Flensburg | Sie sind sich einig. Einig darüber, dass berufsbildende Schulen unterschätzt werden und zu wenig Wissen darüber besteht, wie vielseitig die Wege sind, die heutzutage in die Berufswelt führen. Im gemeinsamen Interview diskutieren Dr. Fabian Geyer, Geschäftsführer des Arbeitgeberverbands, und Andreas Zettl, Schulleiter der HLA – Flensburger Wirtschaftsschule, über das Image von Berufsschulen, die Vorzüge einer dualen Ausbildung und Wege von der Schulbank hinein in Unternehmen.

Sie werben dafür, dass Schülerinnen und Schüler die duale Ausbildung als möglichen Bildungsweg in Betracht ziehen, anstatt sich in ein Studium zu stürzen. Warum ist Ihnen das Thema wichtig?

Fabian Geyer: Es sollte bei der Planung der Schülerinnen und Schüler selbstverständlich sein, über diesen Weg nachzudenken. Aber leider sind die vielfältigen Möglichkeiten, die ein regionales Bildungszentrum im Hinblick auf die Berufsvorbereitung bietet, nicht flächendeckend bekannt. Und das wollen wir ändern. Denn die HLA – Flensburger Wirtschaftsschule, die Hannah-Arendt- und auch die Eckener-Schule bieten tolle Möglichkeiten. Es treibt viele schulmüde Menschen in die Oberstufe, obwohl sie dort vielleicht gar nicht unbedingt hin möchten. Genau für diese Schülerinnen und Schüler ist es eine tolle Option in die duale Ausbildung zu gehen und einen Beruf zu erlernen – um danach noch alle Wege offen zu haben. Und zwar hier in Flensburg.

Andreas Zettl: Ganz genau. Man muss nicht von der Schule ins Studium gehen. Es gibt viele Wege. Wenn man zuerst eine duale Berufsausbildung macht, ist der Weg zum Abitur oder zur Fachhochschulreife immer noch da.

Über die HLA – Die Flensburger Wirtschaftsschule

Als eines der drei Flensburger Regionalen Bildungszentren vermittelt die HLA – Die Flensburger Wirtschaftsschule Wissen im Bereich Wirtschaft und Verwaltung. Die Schule richtet sich an Menschen, die in der Berufsorientierung wirtschaftlich interessiert sind. Ihre Wurzeln reichen bis in das Jahr 1873 zurück: Damals gründete die Stadt die Handelslehranstalt. Seit dem 1. Januar 2011 ist die HLA – Die Flensburger Wirtschaftsschule eine eigenverantwortlich handelnde berufliche Bildungseinrichtung für die Stadt und Region. Rund 2000 Schülerinnen und Schüler sind hier angemeldet, von denen aktuell zwei Drittel eine Duale Berufsausbildung durchlaufen.
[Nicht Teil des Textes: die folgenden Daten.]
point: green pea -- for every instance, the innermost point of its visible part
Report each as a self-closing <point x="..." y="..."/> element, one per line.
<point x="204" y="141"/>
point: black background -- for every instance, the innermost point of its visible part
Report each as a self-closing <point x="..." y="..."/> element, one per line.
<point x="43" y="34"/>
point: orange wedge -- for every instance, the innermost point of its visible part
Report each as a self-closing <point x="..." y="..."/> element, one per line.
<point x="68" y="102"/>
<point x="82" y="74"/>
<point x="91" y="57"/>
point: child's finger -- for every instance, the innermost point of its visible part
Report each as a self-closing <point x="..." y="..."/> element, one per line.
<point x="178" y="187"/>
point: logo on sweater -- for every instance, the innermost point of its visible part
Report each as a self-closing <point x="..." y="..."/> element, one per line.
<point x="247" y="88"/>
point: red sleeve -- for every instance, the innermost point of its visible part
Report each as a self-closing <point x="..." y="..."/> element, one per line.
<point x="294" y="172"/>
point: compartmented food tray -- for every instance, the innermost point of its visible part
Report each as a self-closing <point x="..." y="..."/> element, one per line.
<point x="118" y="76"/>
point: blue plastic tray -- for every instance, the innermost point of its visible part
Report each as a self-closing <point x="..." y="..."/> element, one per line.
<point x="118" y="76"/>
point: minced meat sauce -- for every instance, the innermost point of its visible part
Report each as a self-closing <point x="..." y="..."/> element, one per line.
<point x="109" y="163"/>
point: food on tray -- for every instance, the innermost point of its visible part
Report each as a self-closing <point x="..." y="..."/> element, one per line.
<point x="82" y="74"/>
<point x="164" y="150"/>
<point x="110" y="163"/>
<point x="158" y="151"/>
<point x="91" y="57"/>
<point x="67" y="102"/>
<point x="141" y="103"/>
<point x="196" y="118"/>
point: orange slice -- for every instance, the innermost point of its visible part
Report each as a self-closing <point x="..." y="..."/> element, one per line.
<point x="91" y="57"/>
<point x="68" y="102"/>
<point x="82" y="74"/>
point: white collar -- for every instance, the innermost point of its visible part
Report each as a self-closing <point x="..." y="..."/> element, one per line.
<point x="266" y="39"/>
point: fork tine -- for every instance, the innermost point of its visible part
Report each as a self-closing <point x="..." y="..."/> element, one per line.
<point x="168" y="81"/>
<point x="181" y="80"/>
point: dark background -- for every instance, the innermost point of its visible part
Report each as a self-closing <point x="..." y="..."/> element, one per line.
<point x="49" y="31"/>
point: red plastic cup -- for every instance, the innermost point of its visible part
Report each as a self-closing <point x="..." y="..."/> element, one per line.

Die Bildungsmöglichkeiten an der HLA – Die Flensburger Wirtschaftsschule sind vielseitig. 16 Ausbildungsberufe werden im Dualen System ausgebildet. Hinzu kommen sechs weitere Schularten, in denen in Form von Vollzeitunterricht gelehrt wird. Über verschiedene Wege können zudem an der HLA – Die Flensburger Wirtschaftsschule der Mittlere Bildungsabschluss, die Fachhochschulreife oder das Abitur erworben werden. Außerdem gibt es Möglichkeiten ein kaufmännisch vorbereitendes Jahr oder eine schulische Ausbildung zum Kaufmännischen Assistenten im Bereich Informatik oder Fremdsprachen zu absolvieren.

 

Worin sehen Sie konkret die Vorteile einer dualen Ausbildung?

Fabian Geyer: Wenn ich mich für eine duale Ausbildung entscheide, habe ich schon mal einen Beruf erlernt, mit dem ich viel anfangen kann anstatt zu sagen: „Ich gehe in eine Hochschulausbildung und weiß danach immer noch nicht, wo ich lande.“ Das wollen wir unbedingt vermeiden. Wir möchten, dass Betriebe und junge Menschen bestmöglich zueinander finden. Das ist für uns als Wirtschaftsvertreter elementar. Darum möchten wir erreichen, dass die Menschen in dieser Stadt und Region berufsbildende Schulen in die Zukunftsplanung ihrer Kinder einbeziehen. Es ist kein Bildungsweg zweiter Klasse, ganz im Gegenteil. Es gibt vielfältige Möglichkeiten für junge Menschen ihren beruflichen Weg zu starten und mit den Akteuren vor Ort zu gestalten.

Andreas Zettl: Wir behaupten nicht, dass berufsbildende Schulen der beste Weg für jeden sind. Aber junge Menschen und ihre Eltern sollen eine Auswahl haben. Und die haben sie nur dann, wenn sie voll informiert sind. Da ist leider noch ganz viel Luft nach oben. Hier braucht es dringend mehr Aufklärung.

Wie könnte man es Schülerinnen und Schülern erleichtern den richtigen Weg zu finden?

Fabian Geyer: Berufsorientierung gilt häufig als ernsthafter Prozess. Ich erlebe da eine unheimliche Verkrampfung, direkt das Ideale finden zu wollen. Man sollte aber seine Lockerheit und Freude daran bewahren. Der Schlüssel dazu ist zu wissen welche Angebote es gibt. Wenn wir die Angebote in der Region flächendeckend bekannt machen und junge Menschen und Eltern Alternativen kennen, die sie durchgehen können, macht das Ganze auch Spaß. Es gibt mir Boden unter die Füße, wenn ich weiß, welche Auswahl ich habe.

Was tun sie dafür, um das Angebot Ihrer Schule bekannter zu machen, Herr Zettl?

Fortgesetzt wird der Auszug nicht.